(by Marty Peters)
Well, the Southerners mainly did their performing off the field of play – unless you can count Barnsy’s mini pitch invasion at the 20/20 to offer a rather rotund player from Lamma a plate of chicken wings wrapped in bacon.
Highlights of the action were:
|•||Uncle Vaughany smashing the ball to all parts of the ground, an all too unfamiliar concept to the rest of us.|
|•||Barnsy’s ball of the millennium; which, according to him, swung and spun to dismiss David Felon first ball. Why couldn’t he do this when he was playing for us? This event inducing a significant state of psychotic depression on Dave.|
|•||Jim continued to show his talent of consistently scoring on the pitch (Much better than off it).|
|•||Channers on his long awaited comeback, showed why he should be in the national(Australian) team – hitting the ball off the square on several occasions and even bowling a few overs.|
|•||Our French Cricketer Monsieur Dupont again led by example and played in the spirit of a true gentleman, allowing teams to score at will from his bowling.|
|•||Marty, well not much to be said – continued to excel off the field rather than on it – some rather non distinguished batting displays when struggling to hit the ball off the square, although there were a few moments of skill when bowling his Pasties; eating, drinking and trawling Patong were his main contributions.|
|•||David Fell (Felon) turning up on the field. Oh, taking a catch then realizing he was over the boundary henceforth the batsman goes on and wins the game for the other team!|
Off the field, things were certainly much brighter.

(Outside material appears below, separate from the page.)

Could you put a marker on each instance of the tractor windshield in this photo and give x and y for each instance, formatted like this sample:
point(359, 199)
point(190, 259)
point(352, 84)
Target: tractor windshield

Mr. Felon endured himself to the Hotel staff on the first night with his performance of the Incredible Hulk meets Panic room whereby his possibly most exhilarating performance endured chasing the security guard around the hotel. The staff must have been concerned as they were found cowering away in a cupboard the next morning. Dave still is unsure on how he arrived home but there are unconfirmed reports of a dalliance with a Motorcycle taxi driver and a missing gold chain – reports suggest that an unaccounted gold chain was spotted at the last Southerners match.
Things did not improve. Marty continuing to punish untoward behavior with zeal – and it was on the second night that the arrival of Frenchie spiced things up. Monsieur Dupont denying his French heritage initially caved into the inevitable and was duly fined for being a Plastic French Man. He was later seen borrowing money from the kitty to hire a sunbed on La Plage – the only problem being that this was at 2am.
Jim remained the quiet man of the tour – and for this he was duly fined on a number of occasions, although claims that he went “missing a lot” were undoubtedly true, Mr Felon was certainly the leader in this event, even at one point locking himself in the toilet!!
Foo Foo drinks were embraced by Barnsy, who ended up intoxicated on Pims – the hardened royalist deciding to embrace his Pommy heritage.
Marty and Barnsy formed a rather hardened drinking alliance, which resulted in lost voices and large headaches. This was probably not helped by Marty taking all the lads into the local Katoey bar in Patong, much to the amusement he was known by name. This didn’t stop Jim taking a shine to one of the “lovely’s”. Barnsy at one point only capable of sign language was seen wondering aimlessly around Patong making various obscene gestures. Marty, at which point deciding an escape in aTuk-Tuk would be more favorable: possibly because the company in it was better (and no, it wasn’t someone from the earlier bar).
Uncle Vaughany, having his work cut out to handle the reprobate bunch, did commendably well, with only one warning from the Tournament director regarding certain behaviors in and around the hotel, his diplomatic skill spared the Felon of the indignity of being thrown out of the tournament and bought a semblance of sense to the team……which only lasted until the next round of drinks was ordered.
The drunken escapades in the Pool on the Saturday afternoon where highly amusing; guests scattering to all parts of the hotel to avoid the noise and non PC conversations. Much amusement was bought by the speedo wearing bandanna topped gentleman who had to walk past the mob – Barnsy lambasting the sorry person and this afternoon was topped of by Dave falling into the pool fully dressed. How he came to do it, no one knows but it summed up the week.
By Sunday with the sorry crew knocked out of the tournament without registering a win it was time to say goodbye to Frenchie, and with it normal life returned, for the final night.
A meal at the Hilton, and a jaunt into Patong followed with a final pint of Guinness to end the japes. Not surprisingly -Mr Felon again went missing and was last heard of staggering around the Safari bar at 4am arguing with the umpires about the catch he didn’t carry over the boundary. Luckily for the hotel his return was much more peaceful.
A few more beers whilst waiting at the airport on the Monday and it was back home to good old Bangkok and the quiet life that we all lead.
A great tour for all as this was the first Southerners tour to Phuket and of course, we will be back next year in the same style, finesse and grace that the Southerners are known for……..and yes, we will play some cricket!